Barstool Sports partnership
While DraftKings and Landcadia don't possess physical casino assets to generate free cash flow, both did have powerful brands -- that is, until Penn partnered with Barstool Sports to create a sports betting powerhouse. Earlier this year, Penn purchased 36% of Barstool at a valuation of $450 million. Together, the combination will release Barstool Sportsbook in September in Pennsylvania before rolling it out across more states over the following quarters. What does Barstool bring to the table?
The sports media platform attracts 66 million monthly active users. Neither Landcadia's Golden Nugget brand nor DraftKings enjoy anywhere close to that kind of scale. DraftKings currently attracts 720,000 monthly gamblers. Some 62% of Barstool's giant following identify themselves as sports gamblers, and a full 50% of them gamble on sports weekly. That equates to 33 million Barstool fans who habitually gamble on sports (10% of the U.S. population).
Barstool has additional product differentiators, like two of the top 50 podcasts in the country, and dozens of popular personalities to integrate directly into the new Sportsbook product as well.
In terms of who these Barstool users are, "Stoolies" are more likely to engage in brand-centric shopping, entertainment consumption, and technology adoption. These are all compelling characteristics for Penn's traditional business model, featuring live gambling and entertainment plus its new digital gambling offerings. CEO Jay Snowden is actively shifting his company's casino portfolio to Barstool's brand to fully enjoy the power of the cult following.

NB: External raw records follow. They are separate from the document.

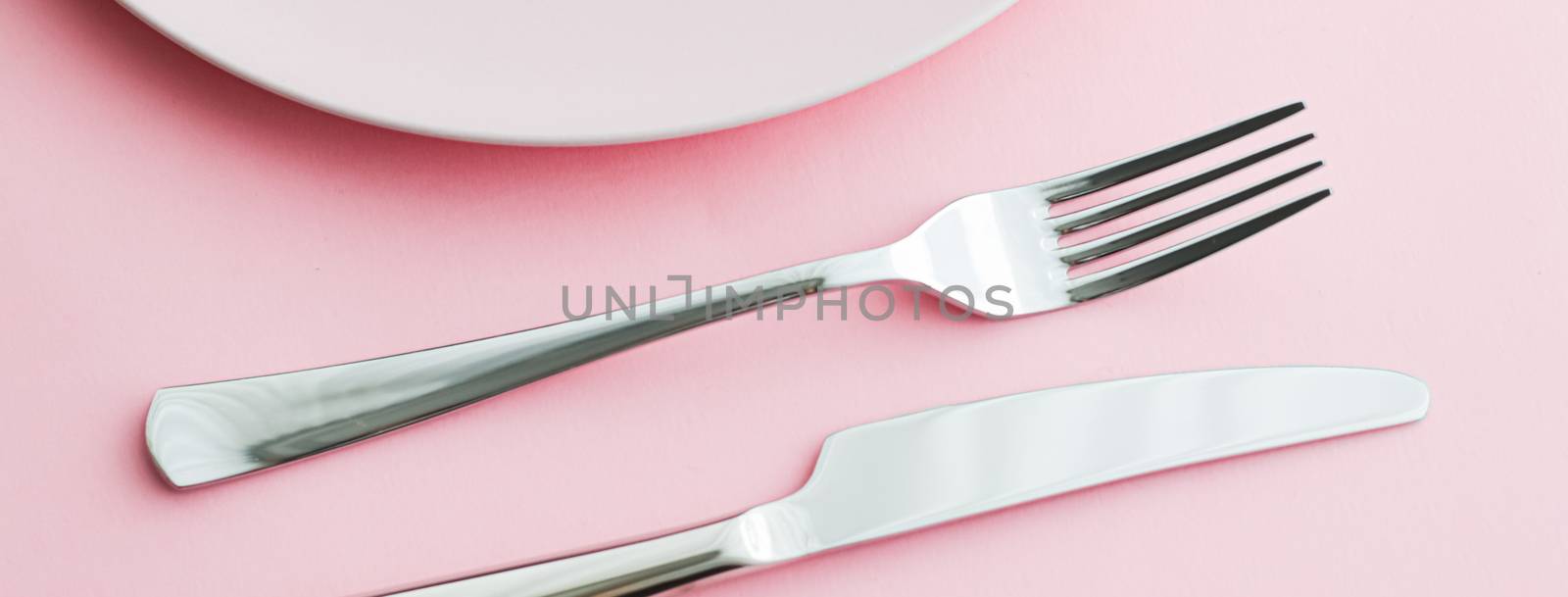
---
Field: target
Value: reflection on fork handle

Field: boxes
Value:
[147,249,891,487]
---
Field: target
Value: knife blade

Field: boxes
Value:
[382,367,1429,597]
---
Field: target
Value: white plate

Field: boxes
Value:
[121,0,1013,146]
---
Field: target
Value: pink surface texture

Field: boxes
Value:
[0,0,1568,597]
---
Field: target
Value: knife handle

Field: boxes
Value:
[147,249,892,487]
[372,516,760,597]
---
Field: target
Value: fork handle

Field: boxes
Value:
[372,519,756,597]
[147,248,894,487]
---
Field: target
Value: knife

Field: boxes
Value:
[376,367,1427,597]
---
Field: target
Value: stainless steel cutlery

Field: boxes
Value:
[146,103,1328,487]
[382,367,1427,597]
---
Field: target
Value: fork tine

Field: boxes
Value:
[1046,133,1312,233]
[1037,102,1306,204]
[1061,162,1323,265]
[1068,188,1328,302]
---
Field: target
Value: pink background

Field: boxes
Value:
[0,0,1568,597]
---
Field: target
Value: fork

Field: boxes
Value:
[146,103,1328,487]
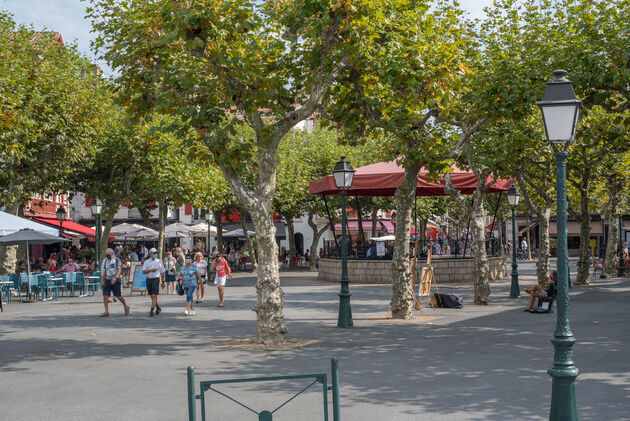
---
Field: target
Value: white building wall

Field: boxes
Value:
[280,212,333,252]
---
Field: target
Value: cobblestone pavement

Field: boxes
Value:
[0,261,630,421]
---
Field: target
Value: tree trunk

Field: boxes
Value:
[602,212,619,276]
[286,217,297,269]
[307,213,330,272]
[212,210,223,253]
[575,179,592,285]
[391,165,420,319]
[221,139,288,346]
[496,221,505,257]
[241,213,258,272]
[575,210,592,285]
[370,209,378,238]
[249,206,288,345]
[158,202,168,260]
[536,206,551,288]
[525,209,532,260]
[0,246,18,275]
[97,212,117,260]
[470,189,490,305]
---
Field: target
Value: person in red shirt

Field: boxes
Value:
[211,253,232,307]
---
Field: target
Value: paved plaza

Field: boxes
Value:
[0,261,630,421]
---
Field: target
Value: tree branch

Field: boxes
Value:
[516,169,540,215]
[444,173,473,215]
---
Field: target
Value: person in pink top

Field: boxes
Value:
[210,249,232,307]
[61,257,81,272]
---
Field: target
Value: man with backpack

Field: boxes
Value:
[101,248,129,317]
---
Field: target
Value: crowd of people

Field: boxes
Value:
[101,246,232,317]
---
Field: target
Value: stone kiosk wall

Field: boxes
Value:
[317,256,507,285]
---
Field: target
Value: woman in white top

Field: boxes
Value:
[194,252,208,303]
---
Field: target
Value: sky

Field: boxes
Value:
[0,0,492,75]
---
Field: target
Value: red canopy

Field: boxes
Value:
[308,161,513,196]
[34,218,96,241]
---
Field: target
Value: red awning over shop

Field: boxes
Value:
[309,161,513,196]
[34,218,96,241]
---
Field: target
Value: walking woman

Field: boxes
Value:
[164,251,177,295]
[193,252,208,303]
[181,255,201,316]
[210,254,232,307]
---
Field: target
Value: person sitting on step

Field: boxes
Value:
[523,270,558,311]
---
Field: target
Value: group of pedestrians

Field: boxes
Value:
[101,248,232,317]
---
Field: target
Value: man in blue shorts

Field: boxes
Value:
[101,248,129,317]
[142,248,166,317]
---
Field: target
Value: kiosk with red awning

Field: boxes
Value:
[308,161,513,196]
[309,160,514,260]
[33,218,96,242]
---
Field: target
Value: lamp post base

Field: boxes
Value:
[337,283,353,327]
[510,270,521,298]
[547,336,580,421]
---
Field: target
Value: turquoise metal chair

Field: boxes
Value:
[74,272,87,297]
[51,276,68,299]
[37,274,59,301]
[63,272,76,297]
[7,273,22,302]
[89,271,101,296]
[20,272,39,299]
[0,275,22,304]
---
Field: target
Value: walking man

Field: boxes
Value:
[101,248,129,317]
[211,253,232,307]
[142,248,166,317]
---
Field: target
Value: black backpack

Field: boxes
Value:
[433,292,464,308]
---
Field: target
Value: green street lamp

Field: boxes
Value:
[617,216,626,276]
[507,186,521,298]
[90,199,103,271]
[538,70,582,421]
[206,213,212,261]
[333,156,354,327]
[55,206,66,266]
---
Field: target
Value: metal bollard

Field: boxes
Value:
[330,357,341,421]
[186,365,197,421]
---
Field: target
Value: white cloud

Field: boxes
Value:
[0,0,492,74]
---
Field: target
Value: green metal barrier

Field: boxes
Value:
[187,358,341,421]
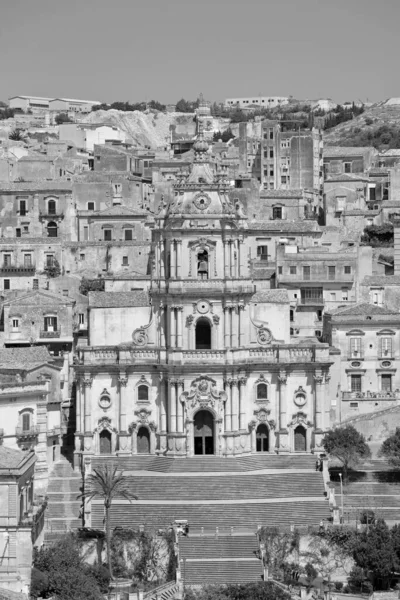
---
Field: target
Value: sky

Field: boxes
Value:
[0,0,400,103]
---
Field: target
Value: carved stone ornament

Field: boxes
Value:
[95,416,117,433]
[257,327,272,346]
[180,376,227,412]
[253,406,271,423]
[196,300,210,315]
[99,388,111,410]
[132,327,149,346]
[193,192,211,210]
[135,408,151,423]
[294,385,307,407]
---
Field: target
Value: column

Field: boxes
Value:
[314,374,324,431]
[169,379,176,433]
[224,306,231,348]
[230,240,236,277]
[160,304,167,348]
[224,240,230,279]
[154,240,160,277]
[176,379,184,433]
[176,240,182,277]
[278,371,287,431]
[176,306,183,348]
[82,375,93,433]
[239,377,247,429]
[232,379,239,431]
[231,306,238,348]
[238,304,245,348]
[160,375,167,433]
[75,379,82,433]
[238,238,246,277]
[323,373,330,430]
[169,240,176,279]
[160,238,165,279]
[169,306,176,348]
[224,379,232,431]
[118,373,128,433]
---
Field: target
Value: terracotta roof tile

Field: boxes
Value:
[89,291,150,308]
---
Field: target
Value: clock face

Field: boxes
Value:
[196,300,210,315]
[294,394,307,406]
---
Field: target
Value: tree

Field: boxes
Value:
[80,464,137,577]
[322,425,371,479]
[55,113,73,125]
[31,535,103,600]
[79,277,105,296]
[378,427,400,468]
[8,128,24,142]
[353,519,400,589]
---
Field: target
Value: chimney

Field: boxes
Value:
[393,217,400,275]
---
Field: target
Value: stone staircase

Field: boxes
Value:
[44,457,82,545]
[179,533,263,586]
[87,455,330,534]
[143,581,179,600]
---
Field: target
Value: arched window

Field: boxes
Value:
[257,383,268,400]
[197,250,208,279]
[21,412,31,431]
[138,385,149,402]
[47,200,57,215]
[47,221,58,237]
[196,318,211,350]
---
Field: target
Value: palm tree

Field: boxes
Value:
[79,464,138,578]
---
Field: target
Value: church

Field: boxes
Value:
[75,136,333,466]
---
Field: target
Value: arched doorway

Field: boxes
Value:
[196,317,211,350]
[99,429,111,454]
[193,410,214,454]
[137,427,150,454]
[256,423,269,452]
[294,425,307,452]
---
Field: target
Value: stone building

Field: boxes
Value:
[0,446,36,597]
[324,303,400,423]
[75,136,332,464]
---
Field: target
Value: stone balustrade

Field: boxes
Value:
[342,390,400,401]
[79,344,329,365]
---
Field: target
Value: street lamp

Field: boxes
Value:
[339,473,344,523]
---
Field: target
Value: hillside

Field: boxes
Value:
[324,99,400,148]
[85,110,193,149]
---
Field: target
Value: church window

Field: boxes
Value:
[138,385,149,402]
[257,383,268,400]
[197,250,208,279]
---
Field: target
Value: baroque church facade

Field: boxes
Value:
[75,137,332,465]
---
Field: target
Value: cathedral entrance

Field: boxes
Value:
[196,318,211,350]
[99,429,111,454]
[256,423,269,452]
[294,425,307,452]
[137,427,150,454]
[193,410,214,454]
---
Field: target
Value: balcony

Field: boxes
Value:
[0,264,36,275]
[15,425,39,440]
[40,329,61,338]
[39,211,64,221]
[342,390,400,401]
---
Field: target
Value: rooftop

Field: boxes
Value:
[249,220,321,233]
[260,189,303,198]
[89,291,150,308]
[0,446,33,469]
[0,346,53,368]
[324,146,376,158]
[251,289,289,304]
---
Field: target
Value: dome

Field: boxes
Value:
[193,139,210,154]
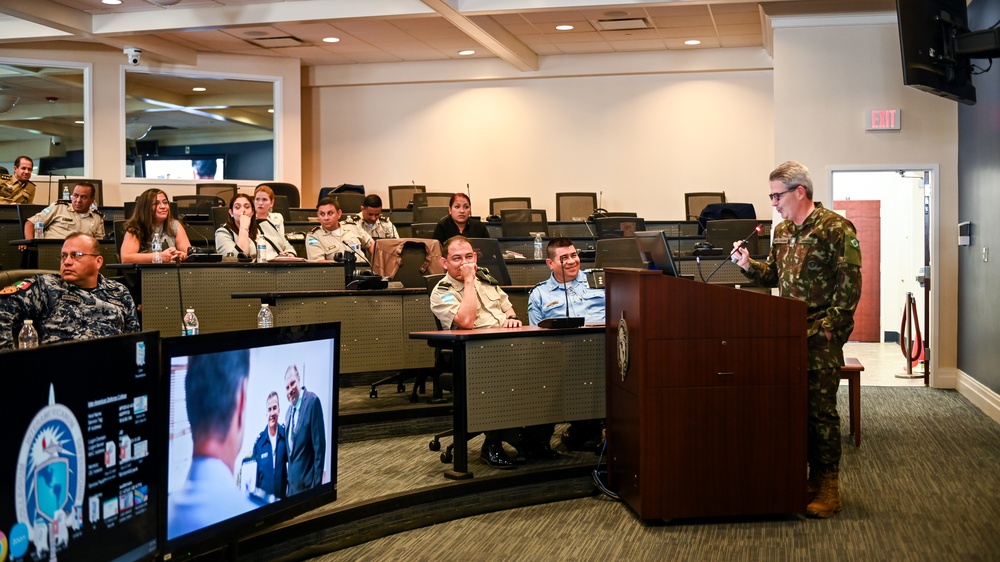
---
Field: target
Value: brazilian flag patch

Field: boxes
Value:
[844,236,861,267]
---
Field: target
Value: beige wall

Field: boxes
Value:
[774,20,958,388]
[0,42,302,205]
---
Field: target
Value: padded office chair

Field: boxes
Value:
[469,238,511,285]
[594,217,646,238]
[329,191,365,215]
[413,205,448,223]
[413,192,452,212]
[556,192,597,222]
[490,197,531,217]
[500,209,549,238]
[594,238,646,269]
[257,181,302,207]
[389,185,427,211]
[194,183,239,205]
[174,195,228,220]
[684,191,726,221]
[410,222,437,238]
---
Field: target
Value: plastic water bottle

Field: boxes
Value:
[17,320,38,349]
[153,234,163,263]
[181,308,198,336]
[257,303,274,328]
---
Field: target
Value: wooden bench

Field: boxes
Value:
[840,357,865,447]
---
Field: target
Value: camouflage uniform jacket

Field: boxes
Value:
[0,175,35,205]
[28,201,104,240]
[0,273,141,349]
[744,203,861,369]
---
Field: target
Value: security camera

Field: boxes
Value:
[125,47,142,66]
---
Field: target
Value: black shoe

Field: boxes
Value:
[479,443,514,469]
[517,440,562,460]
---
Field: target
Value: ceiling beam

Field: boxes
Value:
[421,0,538,72]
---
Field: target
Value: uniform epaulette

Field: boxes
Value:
[0,279,34,295]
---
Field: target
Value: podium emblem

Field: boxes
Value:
[618,310,628,381]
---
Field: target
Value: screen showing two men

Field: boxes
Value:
[166,332,337,551]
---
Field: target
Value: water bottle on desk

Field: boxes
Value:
[153,234,163,263]
[181,308,198,336]
[17,320,38,349]
[257,303,274,328]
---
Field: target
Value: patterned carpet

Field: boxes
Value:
[311,387,1000,562]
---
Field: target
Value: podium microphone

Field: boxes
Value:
[538,254,587,328]
[705,224,764,283]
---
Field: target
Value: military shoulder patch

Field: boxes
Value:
[0,279,34,295]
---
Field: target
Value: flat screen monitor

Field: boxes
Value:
[159,322,340,560]
[896,0,976,105]
[0,332,162,562]
[143,155,226,180]
[705,219,760,255]
[635,230,678,277]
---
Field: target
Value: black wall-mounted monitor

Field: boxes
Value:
[159,323,340,560]
[896,0,976,105]
[635,230,678,277]
[0,332,163,562]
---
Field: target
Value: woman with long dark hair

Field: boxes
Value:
[120,187,191,263]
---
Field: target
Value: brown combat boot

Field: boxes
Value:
[806,472,843,519]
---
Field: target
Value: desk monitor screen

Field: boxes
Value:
[635,230,678,277]
[159,322,340,560]
[0,332,162,562]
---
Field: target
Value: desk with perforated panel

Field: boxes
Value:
[410,326,605,479]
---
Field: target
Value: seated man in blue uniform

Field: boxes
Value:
[252,390,288,499]
[431,235,558,469]
[526,237,604,451]
[0,232,140,350]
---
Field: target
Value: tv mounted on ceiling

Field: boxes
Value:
[896,0,1000,105]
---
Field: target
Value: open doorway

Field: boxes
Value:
[830,167,934,384]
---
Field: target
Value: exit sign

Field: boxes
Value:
[865,109,903,131]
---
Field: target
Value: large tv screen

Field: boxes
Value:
[143,155,226,180]
[160,323,340,560]
[0,332,161,562]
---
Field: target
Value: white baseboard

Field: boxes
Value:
[955,370,1000,423]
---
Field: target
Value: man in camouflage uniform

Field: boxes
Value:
[0,156,35,205]
[431,236,521,469]
[0,233,140,349]
[24,182,104,240]
[346,193,399,239]
[734,162,861,518]
[306,197,375,264]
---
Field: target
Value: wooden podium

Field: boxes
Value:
[605,269,807,519]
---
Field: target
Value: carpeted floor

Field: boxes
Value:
[313,387,1000,562]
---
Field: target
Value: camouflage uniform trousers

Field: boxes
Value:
[806,367,840,474]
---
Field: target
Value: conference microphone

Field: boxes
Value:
[538,254,587,328]
[705,224,764,283]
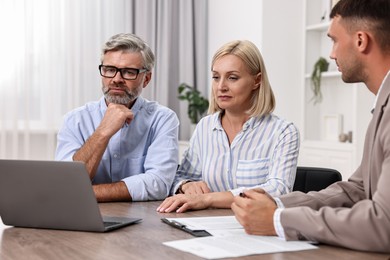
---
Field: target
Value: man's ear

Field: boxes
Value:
[356,31,371,52]
[143,71,152,88]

Penn National Gaming's following was admittedly much older than the typical sports gambling fan. Barstool is the perfect fix for that, with 27% of Gen Z Americans engaging with Barstool monthly. A full two-thirds of Barstool fans (44 million people) are below the age of 30. Barstool is winning over customers at a very young age, a great sign of long-term revenue potential.
Penn's demographic was also more female than that of the average sports gambling site; Barstool changed that as well. 69% of its daily users and 61% of its monthly users are male. This tilts far more male than Penn's user base did pre-acquisition. Everything that Penn was lacking compared to DraftKings or Landcadia, Barstool more than makes up for.
Penn National Gaming offers the rare and compelling combination of a casino portfolio rebounding quickly, and a sports gambling partner offering a ubiquitous brand to leverage. As gambling continues to evolve, Penn is poised to grow wherever its users may be and is primed to deliver promising returns for investors.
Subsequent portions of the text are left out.